DIE ALTE FEUERWACHE | IM INTERVIEW MIT JANA IHLE

Die Alte Feuerwache. Quasi unübersehbar liegt die ehemalige Feuerwache an der viel genutzten Außengrenze des Quartiers. Seit knapp 29 Jahren werden hier allerdings keine Brände mehr mit Wasser gelöscht. Stattdessen wurde die Alte Feuerwache seit 1991 zu einem internationalen Begegnungszentrum umfunktioniert, begleitet seitdem Kinder und Jugendliche aus dem Mirker Quartier und angrenzenden Gebieten in ihrem Aufwachsen und öffnet Raum für interkulturelle Begegnung. Wir wollten wissen was mit diesem Ankerpunkt vieler Quartiersbewohner*innen durch die vorherrschenden Maßnahmen geschehen ist.

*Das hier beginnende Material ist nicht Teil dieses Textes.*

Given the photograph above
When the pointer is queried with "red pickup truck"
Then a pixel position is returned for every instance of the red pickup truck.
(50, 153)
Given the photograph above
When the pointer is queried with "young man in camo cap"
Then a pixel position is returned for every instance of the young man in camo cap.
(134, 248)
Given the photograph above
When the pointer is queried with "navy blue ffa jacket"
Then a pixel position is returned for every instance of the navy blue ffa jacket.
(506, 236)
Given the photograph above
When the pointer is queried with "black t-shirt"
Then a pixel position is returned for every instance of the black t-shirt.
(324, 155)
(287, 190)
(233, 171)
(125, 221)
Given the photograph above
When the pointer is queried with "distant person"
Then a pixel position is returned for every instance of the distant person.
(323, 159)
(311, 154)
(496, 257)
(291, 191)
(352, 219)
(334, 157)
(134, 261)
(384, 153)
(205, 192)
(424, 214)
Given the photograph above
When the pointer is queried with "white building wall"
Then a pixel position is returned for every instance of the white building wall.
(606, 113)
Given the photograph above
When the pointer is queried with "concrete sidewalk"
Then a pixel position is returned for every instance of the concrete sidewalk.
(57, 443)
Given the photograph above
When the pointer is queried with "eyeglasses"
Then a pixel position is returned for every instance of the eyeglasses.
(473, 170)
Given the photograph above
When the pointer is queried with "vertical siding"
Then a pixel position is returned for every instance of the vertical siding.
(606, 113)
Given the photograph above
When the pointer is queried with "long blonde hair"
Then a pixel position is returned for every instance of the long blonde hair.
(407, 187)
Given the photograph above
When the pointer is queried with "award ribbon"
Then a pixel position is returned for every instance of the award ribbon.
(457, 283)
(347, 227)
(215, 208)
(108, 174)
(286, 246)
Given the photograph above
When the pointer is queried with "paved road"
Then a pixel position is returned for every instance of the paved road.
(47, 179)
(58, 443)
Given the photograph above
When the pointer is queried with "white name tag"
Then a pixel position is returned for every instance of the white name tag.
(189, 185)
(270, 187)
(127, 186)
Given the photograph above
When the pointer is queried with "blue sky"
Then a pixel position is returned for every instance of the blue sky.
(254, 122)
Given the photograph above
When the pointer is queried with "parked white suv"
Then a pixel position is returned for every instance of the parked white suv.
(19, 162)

Inwiefern kann die Alte Feuerwache momentan zielgerichtet arbeiten und welche neuartigen Maßnahmen wurden entwickelt? Dafür haben wir uns an einem Mittwoch mit der pädagogischen Leiterin der Alten Feuerwache getroffen.

Jana Ihle vor der Alten Feuerwache | Foto von Wolf Sondermann

Jana Ihle ist Sozialpädagogin und systemische Beraterin. Seit circa 10 Jahren leitet sie die pädagogische Arbeit in der Alten Feuerwache und ist darüber hinaus auch in der Nachbarschaftsarbeit bzw. dem Organisationsteam des Forum:Mirke tätig.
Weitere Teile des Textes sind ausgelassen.